Venezuela: Inspektionen bei 3.250 Geschäften und Firmen

sundecop.jpg

Preiskontrollen in einem Supermarkt durch die Nationale Aufsichtsbehörde für Kosten und Preise, Sundecop
Preiskontrollen in einem Supermarkt durch die Nationale Aufsichtsbehörde für Kosten und Preise, Sundecop

Caracas.
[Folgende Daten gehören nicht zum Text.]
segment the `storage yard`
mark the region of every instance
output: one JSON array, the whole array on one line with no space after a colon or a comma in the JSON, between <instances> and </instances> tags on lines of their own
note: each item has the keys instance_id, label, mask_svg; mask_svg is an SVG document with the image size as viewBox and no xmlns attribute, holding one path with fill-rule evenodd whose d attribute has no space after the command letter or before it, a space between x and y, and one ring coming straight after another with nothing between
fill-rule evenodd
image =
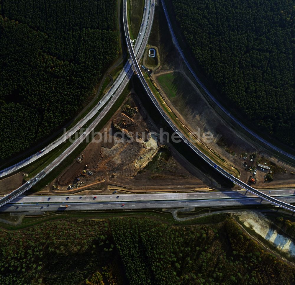
<instances>
[{"instance_id":1,"label":"storage yard","mask_svg":"<svg viewBox=\"0 0 295 285\"><path fill-rule=\"evenodd\" d=\"M172 147L159 142L156 127L137 102L135 95L130 97L101 132L101 139L97 135L97 141L90 142L42 192L106 194L116 190L128 193L218 187Z\"/></svg>"}]
</instances>

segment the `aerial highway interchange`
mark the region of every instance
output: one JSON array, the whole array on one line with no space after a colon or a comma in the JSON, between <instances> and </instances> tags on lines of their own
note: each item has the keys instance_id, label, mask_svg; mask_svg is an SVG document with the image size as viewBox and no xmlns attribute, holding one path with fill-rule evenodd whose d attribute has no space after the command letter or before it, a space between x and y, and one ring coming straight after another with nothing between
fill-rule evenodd
<instances>
[{"instance_id":1,"label":"aerial highway interchange","mask_svg":"<svg viewBox=\"0 0 295 285\"><path fill-rule=\"evenodd\" d=\"M162 1L163 2L163 1ZM126 34L126 40L130 58L126 63L124 68L120 73L113 86L112 89L108 92L101 100L101 103L96 105L82 120L77 123L65 135L61 137L55 142L51 143L45 148L43 151L37 154L24 160L17 164L0 171L0 177L12 173L17 169L23 167L37 159L40 156L48 153L54 148L57 147L67 138L71 136L77 130L82 127L89 119L96 114L99 110L103 109L97 117L91 123L86 131L85 135L81 135L71 146L58 157L45 167L37 175L32 178L27 183L14 190L10 194L0 199L0 211L17 211L36 210L38 209L44 211L55 211L60 209L61 204L67 203L68 206L65 209L75 210L80 209L139 209L153 208L167 208L185 207L203 207L211 206L225 206L243 205L273 204L281 207L292 211L295 211L295 207L290 204L295 202L293 189L278 189L273 190L272 193L268 190L259 191L248 185L237 178L227 172L222 167L217 166L209 158L202 153L195 146L181 133L176 127L173 122L161 109L155 99L148 85L145 82L141 72L137 61L142 56L150 32L154 17L155 2L154 1L146 0L145 5L148 7L145 9L144 16L139 33L137 40L135 41L134 48L130 40L129 28L127 17L126 0L124 0L123 10L124 16L123 23ZM165 14L167 11L165 9ZM171 27L168 14L166 14L170 32L173 37L173 34ZM174 36L175 37L175 36ZM177 46L178 43L176 39L173 38L173 41ZM193 71L190 68L189 64L184 58L180 47L178 46L178 50L183 58L185 62L187 63L189 69L193 75ZM132 66L134 67L131 68ZM160 113L171 126L173 131L177 132L179 137L187 144L188 146L196 153L202 157L217 171L222 174L233 182L246 190L235 192L206 192L197 193L181 193L176 194L173 193L147 194L134 194L119 195L99 195L96 198L92 196L75 196L68 197L65 196L36 196L27 197L18 196L24 193L31 187L37 183L46 175L58 165L64 158L75 148L78 144L88 135L101 119L103 117L118 98L133 73L132 68L135 68L138 76L143 86L152 101ZM197 80L197 81L198 80ZM204 90L207 91L204 86ZM208 91L209 92L209 91ZM271 145L269 146L271 146ZM279 151L279 149L276 150ZM283 153L281 152L283 154ZM292 159L294 158L289 156ZM249 191L249 192L247 192ZM263 200L262 200L263 199ZM124 202L124 203L123 203ZM5 204L9 203L9 204ZM39 203L46 204L40 205ZM36 203L38 204L36 204ZM21 204L22 203L22 204Z\"/></svg>"}]
</instances>

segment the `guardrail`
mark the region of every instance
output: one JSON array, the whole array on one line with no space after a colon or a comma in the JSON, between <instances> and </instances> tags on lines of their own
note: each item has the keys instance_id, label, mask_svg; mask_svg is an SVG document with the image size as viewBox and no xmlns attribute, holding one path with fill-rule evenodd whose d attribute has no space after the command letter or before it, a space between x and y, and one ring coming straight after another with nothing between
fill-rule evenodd
<instances>
[{"instance_id":1,"label":"guardrail","mask_svg":"<svg viewBox=\"0 0 295 285\"><path fill-rule=\"evenodd\" d=\"M152 2L153 2L153 1L151 1L151 2L150 3L150 5L151 4ZM127 1L126 0L124 0L124 4L123 5L123 11L124 16L123 22L124 25L124 30L126 35L126 41L127 44L127 46L128 48L128 50L130 54L130 57L132 60L133 64L135 68L135 70L137 72L138 77L142 84L144 88L154 104L172 129L175 130L177 132L180 137L196 153L201 156L208 164L211 165L212 167L214 167L219 173L225 177L228 178L232 182L237 184L242 188L243 188L254 194L256 194L262 199L263 199L270 203L272 203L276 205L282 207L286 209L289 210L292 212L295 212L295 206L291 205L290 204L288 204L288 203L280 201L277 199L268 196L266 194L262 193L259 190L257 190L255 189L255 188L251 187L250 185L248 185L245 182L243 182L240 179L233 176L219 166L216 166L217 167L215 167L214 166L216 166L215 163L210 158L206 156L198 149L197 148L190 142L188 140L185 136L177 129L171 120L168 117L166 113L160 107L158 101L157 101L157 100L155 98L153 92L150 88L149 86L145 80L144 78L142 75L140 68L137 62L137 61L136 60L135 55L134 54L134 51L133 50L132 44L130 39L130 36L129 32L129 28L128 27L128 22L127 19Z\"/></svg>"}]
</instances>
Der Leiter der "Obersten Behörde zur Volksverteidigung der Wirtschaft" in Venezuela, Hebert García Plaza, hat eine erste Bilanz der Arbeit dieser Institution vorgestellt. Nach seinen Angaben wurden seit September 3.250 Inspektionen und 850 Kontrollmaßnahmen in Geschäften oder Firmen durchgeführt. Insgesamt seien bei der Staatsanwaltschaft 161 Anzeigen wegen Vergehen wie Spekulation, Wucher und andere erstattet sowie 57 Personen wegen dieser Delikte verhaftet worden. Er forderte Händler und Unternehmer auf, nicht länger mit spekulativen Preisen gegen die Bevölkerung zu agieren und sich die Konsequenzen ihrs Handelns klar zu machen.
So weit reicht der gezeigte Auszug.